Family Ties, Political Issues Cross Paths at Cannes

'Family values" have become a cultural clich and a political football in the United States, and movies often respond to this atmosphere by treating them superficially. But if any trend has emerged at this year's Cannes International Film Festival - continuing a development visible at other recent filmfests - it's a tendency for filmmakers to give family issues the dignity and seriousness they deserve, while also recognizing their connections to knotty political concerns.

This doesn't mean all the family-related films shown here have been capably made. Just about every critic at Cannes, for instance, agrees that Johnny Depp's directorial debut, "The Brave," is a failure. But it does mean that many of today's filmmakers are paying welcome attention to such matters.

Perhaps the most unusual take on a family subject came in "Welcome to Sarajevo," a Miramax release due on American screens this fall, when theaters will make their usual turn from summer fantasies to more sober interests.

Set in Sarajevo during the 1992 siege that captured headlines everywhere, it focuses on a group of journalists covering the Bosnian war. The stars include Woody Harrelson as a brash American newsman, Marisa Tomei as an international aid worker, Kerry Fox as a TV producer, and Stephen Dillane as a British correspondent based on real-life reporter Michael Nicholson, whose book "Natasha's Story" inspired the movie.

The picture's first hour seems far removed from family subjects, as the reporters dash through one danger zone after another to gather news on harrowing events - the shelling of civilians in a marketplace, the incarceration of "ethnic undesirables" in concentration camps, and so on. These scenes gain extra urgency from authentic news-video footage spliced into the story, which has fictional elements but is based on actual experiences.

The plot acquires a new focus when one reporter visits an orphanage housing a large group of children. Deeply moved by this, he launches a campaign to keep the orphans' plight at the top of the news despite the fresh barrage of front-page material that confronts him and his colleagues every day.

Deciding his commitment should be personal as well as professional, he then promises to help at least one child escape from the inferno Sarajevo has become. This means adopting the girl himself, with the cooperation of his family back in England - and of the girl's own mother, who turns out to be alive, concerned about her daughter's welfare, and reluctant to entrust her to a stranger from a foreign land.

With its mixture of fiction and documentary elements, "Welcome to Sarajevo" falls into a tradition of fact-based movies like "Circle of Deceit," which took place in Lebanon, and "Man of Marble" and "Man of Iron," which chronicled Poland's revolution. What gives the new movie an unusual amount of emotional power is its ability to integrate the public events of a war with the private considerations of an individual man's conscience. Cannes critics received it warmly, with particular praise for director Michael Winterbottom.

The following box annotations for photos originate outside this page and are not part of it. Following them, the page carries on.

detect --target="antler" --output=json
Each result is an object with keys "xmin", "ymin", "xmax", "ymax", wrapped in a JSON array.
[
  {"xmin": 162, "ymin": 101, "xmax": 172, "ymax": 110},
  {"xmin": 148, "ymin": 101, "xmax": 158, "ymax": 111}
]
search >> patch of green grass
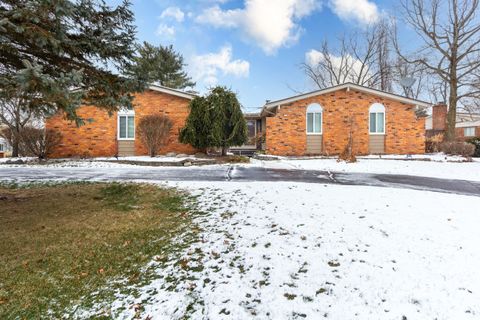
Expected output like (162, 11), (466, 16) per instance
(0, 182), (198, 319)
(155, 195), (186, 212)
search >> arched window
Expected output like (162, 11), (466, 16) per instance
(370, 103), (385, 134)
(118, 108), (135, 140)
(307, 103), (323, 134)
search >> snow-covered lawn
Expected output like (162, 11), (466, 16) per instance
(250, 155), (480, 181)
(82, 182), (480, 320)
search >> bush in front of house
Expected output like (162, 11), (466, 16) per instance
(441, 141), (475, 157)
(467, 137), (480, 157)
(425, 134), (443, 153)
(137, 115), (173, 157)
(179, 87), (248, 156)
(20, 127), (62, 159)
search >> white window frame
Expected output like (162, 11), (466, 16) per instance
(305, 103), (323, 136)
(463, 127), (475, 137)
(117, 109), (135, 141)
(368, 103), (387, 136)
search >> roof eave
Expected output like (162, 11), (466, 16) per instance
(148, 84), (197, 100)
(264, 83), (432, 109)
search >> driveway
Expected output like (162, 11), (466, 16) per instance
(0, 165), (480, 196)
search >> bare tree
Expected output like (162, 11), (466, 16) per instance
(392, 58), (429, 99)
(371, 19), (393, 92)
(0, 89), (34, 157)
(302, 20), (392, 91)
(394, 0), (480, 140)
(137, 115), (172, 157)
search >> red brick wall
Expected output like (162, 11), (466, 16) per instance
(46, 90), (196, 158)
(455, 127), (480, 140)
(432, 104), (448, 130)
(134, 90), (197, 155)
(266, 90), (425, 156)
(46, 106), (117, 158)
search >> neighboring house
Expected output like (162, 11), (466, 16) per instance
(261, 83), (430, 156)
(425, 104), (480, 139)
(45, 85), (196, 158)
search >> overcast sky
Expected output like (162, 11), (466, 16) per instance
(110, 0), (412, 111)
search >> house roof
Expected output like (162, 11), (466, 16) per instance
(455, 120), (480, 128)
(148, 84), (197, 100)
(262, 82), (432, 113)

Among family-related movies from other lands, "Kini & Adams" is one of the festival's most likable. Set in southern Africa and directed by Idrissa Ouedraogo, whose "Yaaba" and "Tilai" have played well in American theaters, it tells the bittersweet tale of two friends whose dream of starting their own taxi business is disrupted when one of them decides he can support his household better by taking a managerial job at a local quarry.

On one level, the film is a parable of the temptations brought to a rural nation by modernization and corporatization. On another, it's a poignant study of how commitments to friendship and family may lead to conflicting loyalties and moral dilemmas.

Fluid, unpretentious filmmaking and a rowdy sense of humor are among the virtues that should bring "Kini & Adams" success with commercial audiences after its Cannes debut.

"Journey to the Beginning of the World," the last movie completed by the late Italian superstar Marcello Mastroianni, centers on a middle-aged actor who makes a personal pilgrimage from France to Portugal, hoping to discover family ties in the country of his ancestors. There he meets an elderly aunt who could satisfy his craving for family lore - if she can overcome her impatience with his "trivial" profession (he's a TV star) and his refusal to speak Portuguese (which he's never managed to learn).

Directed by one of Portugal's greatest filmmakers, Manoel de Oliveira, the drama starts slowly but develops great emotional depth.

There's less resonance in "Marius et Jeannette," a well-meaning French drama by Robert Guediguian. The promising story - about romantic love between a drifter and a widow with two children - is smothered in sadly sentimental formulas.

And few in Cannes had anything but scorn for Depp's disappointing movie, "The Brave," about an American Indian who decides to lift his wife and children from poverty by bargaining with a death cultist who gives him $50,000 for the right to murder him. The story is nonsensical, the filmmaking is monotonous, and the acting - aside from Marlon Brando's brilliant cameo as the cultist - is weak.

Depp apparently hoped to use his Hollywood star power as a vehicle for attacking Indian poverty and celebrating the values of a hero who puts family above every other consideration in life.

But good intentions won't suffice if artistic maturity isn't on hand to back them up. Depp simply isn't ready to make movies on his own, and Hollywood did him no favor by allowing him to take the plunge so prematurely. Family values deserve more thoughtful treatment. Fortunately, they received it from many of the other pictures on view here.